Movement of droplets of liquids across the nanostructured surfaces is achieved, in another embodiment, by varying the aerial density of the nanostructures on the nanostructured surface, thus causing a droplet to move to that area having the highest density of nanostructures. In yet another embodiment, this movement is achieved by sequentially applying a voltage to a plurality of electrodes, thus causing said droplet to move in a desired direction. In another illustrative embodiment, the droplets are caused to penetrate the nanostructures in a desired pixel by applying a voltage to the nanostructures in the desired pixel. Alternatively, the droplet can be caused to penetrate the nanostructures by increasing the temperature of the droplet, thus causing the surface tension of the droplet to decrease. Finally, the droplet can be caused to penetrate the nanostructures by passing an acoustic or electromagnetic spectrum signal through the detector.
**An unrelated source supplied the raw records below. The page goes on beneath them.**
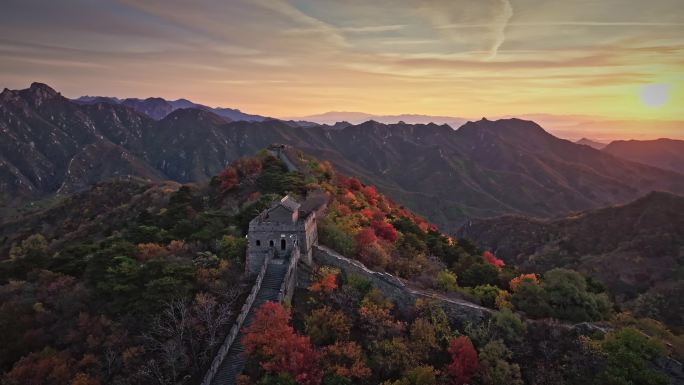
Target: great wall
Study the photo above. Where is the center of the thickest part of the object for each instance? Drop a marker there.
(283, 238)
(283, 246)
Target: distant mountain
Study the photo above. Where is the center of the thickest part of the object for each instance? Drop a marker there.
(330, 118)
(483, 169)
(591, 143)
(158, 108)
(663, 153)
(635, 249)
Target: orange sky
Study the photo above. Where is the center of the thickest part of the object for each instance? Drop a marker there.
(619, 62)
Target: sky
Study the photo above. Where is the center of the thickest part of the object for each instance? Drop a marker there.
(603, 68)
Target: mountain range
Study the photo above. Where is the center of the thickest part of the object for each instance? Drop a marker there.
(51, 144)
(158, 108)
(636, 249)
(663, 153)
(333, 117)
(591, 143)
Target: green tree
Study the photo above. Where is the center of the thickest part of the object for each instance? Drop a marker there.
(446, 281)
(232, 248)
(495, 367)
(420, 375)
(531, 299)
(569, 298)
(509, 326)
(486, 294)
(479, 274)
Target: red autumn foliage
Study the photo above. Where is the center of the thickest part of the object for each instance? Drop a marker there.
(464, 363)
(371, 194)
(284, 351)
(366, 237)
(45, 367)
(385, 230)
(248, 166)
(515, 282)
(367, 213)
(229, 178)
(326, 284)
(489, 257)
(354, 184)
(345, 359)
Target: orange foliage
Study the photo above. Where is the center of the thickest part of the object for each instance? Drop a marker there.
(366, 237)
(371, 194)
(489, 257)
(367, 213)
(515, 282)
(385, 230)
(248, 166)
(326, 284)
(283, 351)
(148, 251)
(229, 178)
(353, 184)
(47, 367)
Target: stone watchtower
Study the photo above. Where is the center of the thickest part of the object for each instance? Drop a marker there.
(278, 229)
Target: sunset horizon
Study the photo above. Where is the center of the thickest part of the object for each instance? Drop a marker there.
(299, 58)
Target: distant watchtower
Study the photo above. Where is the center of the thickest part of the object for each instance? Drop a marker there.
(277, 229)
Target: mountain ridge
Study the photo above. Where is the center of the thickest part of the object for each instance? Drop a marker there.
(482, 169)
(662, 153)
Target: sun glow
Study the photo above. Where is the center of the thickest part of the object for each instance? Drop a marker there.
(655, 95)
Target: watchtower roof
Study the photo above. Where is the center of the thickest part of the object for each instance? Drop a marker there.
(289, 203)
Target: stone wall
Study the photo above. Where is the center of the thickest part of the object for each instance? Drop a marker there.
(290, 281)
(459, 312)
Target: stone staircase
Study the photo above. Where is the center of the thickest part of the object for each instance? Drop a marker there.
(234, 362)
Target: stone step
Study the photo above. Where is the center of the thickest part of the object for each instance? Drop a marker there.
(234, 362)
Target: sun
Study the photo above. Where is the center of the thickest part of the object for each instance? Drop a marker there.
(655, 95)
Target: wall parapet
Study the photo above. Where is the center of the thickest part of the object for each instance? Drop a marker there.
(287, 287)
(404, 296)
(235, 330)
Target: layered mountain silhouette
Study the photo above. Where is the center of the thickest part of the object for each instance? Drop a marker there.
(633, 249)
(663, 153)
(158, 108)
(591, 143)
(335, 117)
(51, 144)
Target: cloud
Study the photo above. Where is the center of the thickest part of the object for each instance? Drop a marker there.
(500, 26)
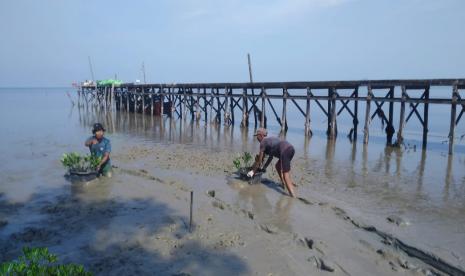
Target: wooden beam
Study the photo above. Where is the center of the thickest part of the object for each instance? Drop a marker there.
(400, 138)
(425, 119)
(308, 131)
(366, 129)
(455, 94)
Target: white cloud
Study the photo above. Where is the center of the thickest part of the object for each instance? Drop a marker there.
(249, 13)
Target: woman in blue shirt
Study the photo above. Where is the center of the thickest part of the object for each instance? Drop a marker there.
(100, 147)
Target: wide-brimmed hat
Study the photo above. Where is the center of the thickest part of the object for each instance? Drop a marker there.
(97, 127)
(261, 131)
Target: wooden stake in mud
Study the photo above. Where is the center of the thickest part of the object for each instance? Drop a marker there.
(283, 115)
(190, 217)
(245, 107)
(262, 117)
(332, 129)
(366, 129)
(425, 118)
(162, 100)
(400, 139)
(307, 115)
(453, 113)
(143, 101)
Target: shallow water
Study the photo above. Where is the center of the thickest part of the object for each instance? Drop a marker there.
(427, 187)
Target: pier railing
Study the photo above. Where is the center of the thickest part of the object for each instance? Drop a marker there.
(219, 101)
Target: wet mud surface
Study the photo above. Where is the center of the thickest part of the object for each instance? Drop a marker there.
(138, 222)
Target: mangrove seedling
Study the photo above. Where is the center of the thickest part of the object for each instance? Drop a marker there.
(39, 261)
(73, 161)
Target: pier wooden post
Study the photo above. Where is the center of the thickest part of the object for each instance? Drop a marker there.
(191, 105)
(425, 118)
(205, 105)
(172, 104)
(162, 99)
(453, 114)
(143, 101)
(366, 129)
(184, 103)
(127, 99)
(120, 94)
(400, 138)
(390, 126)
(112, 92)
(332, 130)
(355, 120)
(226, 107)
(308, 132)
(212, 100)
(152, 97)
(283, 115)
(245, 108)
(135, 100)
(218, 111)
(262, 119)
(231, 106)
(197, 106)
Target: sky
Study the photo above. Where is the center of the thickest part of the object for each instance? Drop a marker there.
(48, 42)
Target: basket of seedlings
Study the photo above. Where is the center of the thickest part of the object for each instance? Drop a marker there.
(243, 164)
(81, 168)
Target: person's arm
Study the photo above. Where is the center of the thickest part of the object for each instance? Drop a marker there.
(105, 158)
(267, 162)
(106, 155)
(258, 162)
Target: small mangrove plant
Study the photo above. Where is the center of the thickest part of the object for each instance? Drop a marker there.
(75, 162)
(39, 261)
(243, 161)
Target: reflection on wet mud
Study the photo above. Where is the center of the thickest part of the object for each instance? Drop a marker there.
(421, 168)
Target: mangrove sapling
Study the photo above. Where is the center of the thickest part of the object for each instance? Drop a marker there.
(74, 162)
(39, 261)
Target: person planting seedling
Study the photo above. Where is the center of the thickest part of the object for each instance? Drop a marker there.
(275, 147)
(100, 146)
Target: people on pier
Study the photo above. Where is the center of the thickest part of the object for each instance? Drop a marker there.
(275, 147)
(100, 146)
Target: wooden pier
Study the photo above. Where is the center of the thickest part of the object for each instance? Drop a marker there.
(217, 103)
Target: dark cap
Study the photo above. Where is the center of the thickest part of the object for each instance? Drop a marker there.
(261, 131)
(97, 127)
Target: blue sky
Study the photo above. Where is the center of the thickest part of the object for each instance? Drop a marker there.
(46, 43)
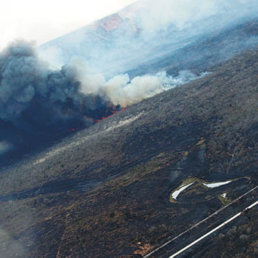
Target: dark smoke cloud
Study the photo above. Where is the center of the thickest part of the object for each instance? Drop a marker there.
(36, 101)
BRIEF DESCRIPTION OF THE DRAWING

FIGS. 1A, 1B, 1C, 1D and 1E show various prior art nanostructure feature patterns of predefined nanostructures that are suitable for use in the present invention;

FIG. 2 shows an illustrative prior art device wherein a liquid droplet is disposed on a nanostructured feature pattern

FIG. 3A shows a prior art microline surface;

FIG. 3B shows a prior art micropost surface;

FIG. 3C shows a prior art nanopost surface;

FIG. 3D shows a droplet of liquid disposed on the prior art surface of FIG. 3A and the corresponding contact angle that results between the droplet and that surface;

FIG. 3E shows a droplet of liquid disposed on the prior art surface of FIG. 3B and the corresponding contact angle that results between the droplet and that surface;

FIG. 3F shows a droplet of liquid disposed on the prior art surface of FIG. 3C and the corresponding contact angle that results between the droplet and that surface;

FIGS. 4A and 4B show a device in accordance with the principles of the present invention whereby electrowetting principles are used to cause a liquid droplet to penetrate a nanostructure feature pattern;

FIG. 5 shows the detail of an illustrative nanopost of the nanostructure feature pattern of FIGS. 4A and 4B;

FIGS. 6A and 6B show a chemical or biological detector using the electrowetting principles shown in FIGS. 4A and 4B;

FIG. 7 shows how the detector of FIGS. 6A and 6B can be arranged in an array in able to detect multiple elements or compounds;

FIG. 8 shows how it is possible to move a droplet of liquid across a surface having a variable areal gradient of nanostructures;

FIG. 9 shows how it is possible to move a droplet disposed between two parallel surfaces by varying the contact angles of the droplet with those surfaces;

FIG. 10 shows one embodiment of a biological/chemical detector in accordance with the principles of the present invention;

FIG. 11 shows one illustrative embodiment of how biological/chemical particles are collected in the detector of FIG. 10;

FIG. 12 shows an illustrative embodiment of how a liquid droplet may be caused to move across the surfaces of the biological/chemical detector of FIG. 10 by using an areal gradient of nanostructures;

FIG. 13 shows another illustrative embodiment of how a liquid droplet may be caused to move across the surfaces of the biological/chemical detector of FIG. 10 by sequentially applying a voltage across electrodes in the path of the droplet;

FIGS. 14A and 14B show how a droplet of reagent in the detector of FIG. 10 can be used to collect particles and transport them to a pixel reagent;

FIG. 15 shows another embodiment of a biological/chemical detector in accordance with the principles of the present invention;

FIG. 16 shows another illustrative embodiment of how biological/chemical particles are collected in the detector of FIG. 15;

FIG. 17 shows how a cleaning droplet and a reagent droplet can be used to cause a reaction between a pixel reagent and a biological or chemical particle;

FIG. 18 shows one embodiment of how the results of reactions in the detectors of FIGS. 10 and 15 may be displayed in accordance with the principles of the present invention.

DETAILED DESCRIPTION

In the microfluidic chemical and biological detectors described above, reagent liquids are typically disposed in microchannels that are, illustratively, superhydrophobic, i.e., the surface of the microchannel is resistant to penetration by the liquids. FIGS. 1A–1E show different illustrative superhydrophobic surfaces produced using various methods. Specifically, these figures show surfaces having small posts, known as nanoposts and/or microposts with various diameters and with different degrees of regularity. An illustrative method of producing nanoposts and microposts, found in U.S. Pat. No. 6,185,961, titled “Nanopost arrays and process for making same,” issued Feb. 13, 2001 to Tonucci, et al, is hereby incorporated by reference herein in its entirety. Nanoposts have been manufactured by various methods, such as by using a template to form the posts, by various means of lithography, and by various methods of etching.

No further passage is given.